Likewise, with the CFM56-7B27 engines, “in terms of risk – technical and financial – this is the best solution by far,” said Daniel Verreault, director of military systems operations in Canada for GE Aviation, which “has manufactured almost 18,000 of these engines” from its facility in Bromont, Quebec. With more than 500 million flight hours across several military and commercial Boeing fleets, “it is a proven platform,” he said.
“The CFM56 is an excellent engine with many millions of hours flown – proving its quality and reliability,” added Marc Drobny, president of StandardAero’s military, helicopters and energy division, which provides MRO services for the CFM56 engines. “The P-8 meets all the mission requirements as stated by the [RCAF].”
Since North American economic security is dependent on stable patterns of global maritime trade, the CMMA project represents a critical decision for the federal government, suggested France Hébert, CAE Canada’s vice president and general manager of defense and security. CAE has provided operational flight trainers to all six of the current P-8 nations and would deliver training solutions for the RCAF.
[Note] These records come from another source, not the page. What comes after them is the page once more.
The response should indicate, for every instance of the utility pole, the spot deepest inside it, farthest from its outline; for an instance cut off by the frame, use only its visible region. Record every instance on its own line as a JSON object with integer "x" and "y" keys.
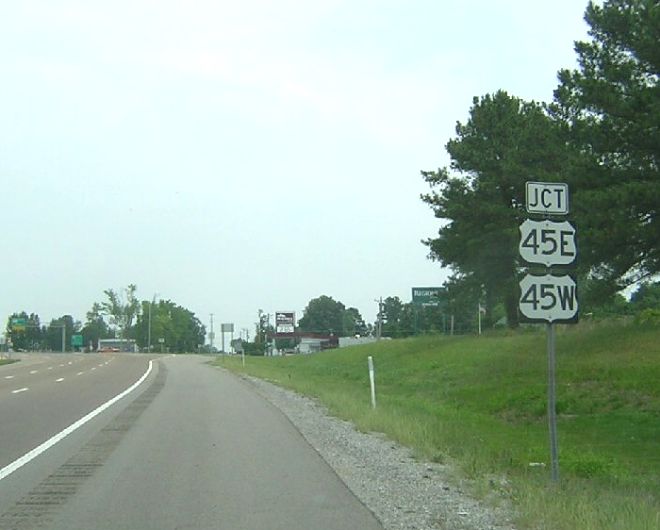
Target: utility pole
{"x": 211, "y": 333}
{"x": 153, "y": 301}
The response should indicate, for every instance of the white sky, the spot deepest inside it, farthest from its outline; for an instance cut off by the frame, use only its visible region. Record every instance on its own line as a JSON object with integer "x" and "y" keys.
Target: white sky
{"x": 233, "y": 156}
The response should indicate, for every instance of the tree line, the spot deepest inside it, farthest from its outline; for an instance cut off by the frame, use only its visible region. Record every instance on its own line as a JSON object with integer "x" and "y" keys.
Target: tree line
{"x": 119, "y": 315}
{"x": 600, "y": 134}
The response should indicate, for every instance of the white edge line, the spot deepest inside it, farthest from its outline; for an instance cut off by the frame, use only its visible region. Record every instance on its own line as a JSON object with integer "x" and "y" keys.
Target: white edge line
{"x": 27, "y": 457}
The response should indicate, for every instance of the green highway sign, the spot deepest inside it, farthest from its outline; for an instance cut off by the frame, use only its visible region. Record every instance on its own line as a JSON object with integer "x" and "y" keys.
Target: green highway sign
{"x": 18, "y": 324}
{"x": 429, "y": 296}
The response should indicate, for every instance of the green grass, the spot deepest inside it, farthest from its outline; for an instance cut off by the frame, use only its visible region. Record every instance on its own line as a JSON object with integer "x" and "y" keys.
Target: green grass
{"x": 480, "y": 402}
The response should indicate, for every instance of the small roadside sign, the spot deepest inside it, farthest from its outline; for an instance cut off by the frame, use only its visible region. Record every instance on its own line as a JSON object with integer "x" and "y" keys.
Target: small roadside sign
{"x": 547, "y": 242}
{"x": 18, "y": 324}
{"x": 548, "y": 298}
{"x": 428, "y": 296}
{"x": 548, "y": 198}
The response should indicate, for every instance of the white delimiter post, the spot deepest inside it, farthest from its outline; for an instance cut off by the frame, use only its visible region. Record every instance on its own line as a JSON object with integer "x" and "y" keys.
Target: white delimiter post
{"x": 372, "y": 381}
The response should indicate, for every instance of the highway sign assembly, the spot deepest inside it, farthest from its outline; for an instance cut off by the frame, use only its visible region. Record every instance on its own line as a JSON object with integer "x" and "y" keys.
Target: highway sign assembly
{"x": 549, "y": 297}
{"x": 285, "y": 322}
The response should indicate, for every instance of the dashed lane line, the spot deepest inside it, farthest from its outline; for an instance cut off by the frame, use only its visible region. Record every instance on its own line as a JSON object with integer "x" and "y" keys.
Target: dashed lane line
{"x": 20, "y": 462}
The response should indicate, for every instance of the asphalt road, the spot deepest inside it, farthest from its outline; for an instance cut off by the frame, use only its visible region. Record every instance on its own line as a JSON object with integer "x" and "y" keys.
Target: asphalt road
{"x": 190, "y": 448}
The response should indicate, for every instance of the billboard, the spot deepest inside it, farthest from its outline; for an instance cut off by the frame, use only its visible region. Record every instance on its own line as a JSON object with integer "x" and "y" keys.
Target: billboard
{"x": 285, "y": 322}
{"x": 429, "y": 296}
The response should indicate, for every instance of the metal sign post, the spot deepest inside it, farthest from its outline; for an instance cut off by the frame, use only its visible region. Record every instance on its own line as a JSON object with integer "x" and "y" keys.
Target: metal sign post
{"x": 552, "y": 404}
{"x": 548, "y": 297}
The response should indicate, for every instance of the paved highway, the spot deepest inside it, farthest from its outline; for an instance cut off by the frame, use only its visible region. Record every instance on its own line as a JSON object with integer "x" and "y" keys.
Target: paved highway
{"x": 190, "y": 447}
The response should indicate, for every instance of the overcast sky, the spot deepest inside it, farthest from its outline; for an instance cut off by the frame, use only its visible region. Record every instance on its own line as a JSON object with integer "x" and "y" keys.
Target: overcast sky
{"x": 244, "y": 155}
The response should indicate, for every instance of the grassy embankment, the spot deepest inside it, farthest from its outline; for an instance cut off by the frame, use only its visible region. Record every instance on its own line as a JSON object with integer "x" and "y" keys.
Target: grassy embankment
{"x": 480, "y": 403}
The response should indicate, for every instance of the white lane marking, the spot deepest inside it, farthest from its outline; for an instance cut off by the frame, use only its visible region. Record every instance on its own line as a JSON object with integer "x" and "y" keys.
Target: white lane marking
{"x": 31, "y": 455}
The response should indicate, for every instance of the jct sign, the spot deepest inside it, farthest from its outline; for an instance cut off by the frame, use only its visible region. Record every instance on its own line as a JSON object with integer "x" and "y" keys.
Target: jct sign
{"x": 547, "y": 197}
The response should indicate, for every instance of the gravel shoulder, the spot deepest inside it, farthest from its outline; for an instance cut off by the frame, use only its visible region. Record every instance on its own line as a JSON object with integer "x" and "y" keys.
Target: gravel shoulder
{"x": 404, "y": 493}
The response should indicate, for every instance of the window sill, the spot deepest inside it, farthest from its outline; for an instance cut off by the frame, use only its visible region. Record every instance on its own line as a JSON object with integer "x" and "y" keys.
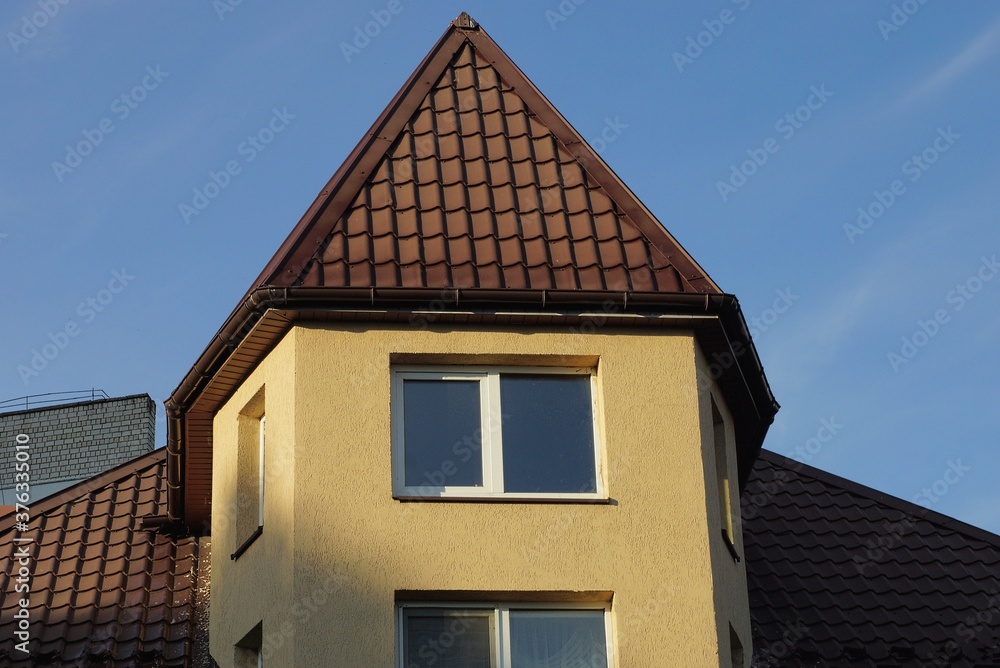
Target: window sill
{"x": 730, "y": 546}
{"x": 249, "y": 541}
“There is no country in the world that is building more surface vessels and submarines than China which, according to the Office of Naval Intelligence, is on track to achieve a fleet size of over 425 vessels by 2030. What this tells me is that the CMMA program could not happen fast enough,” she told Boeing’s pre-CANSEC event.
“Should Canada advance with this platform, it is my view that CMMA will emerge as one of the key Canadian national security contributions to stability in the Indo-Pacific region. It will also represent a tangible policy instrument for the government as it executes its recently released Indo-Pacific Strategy and seeks to raise the profile of Canada, amongst our friends and allies in the region.”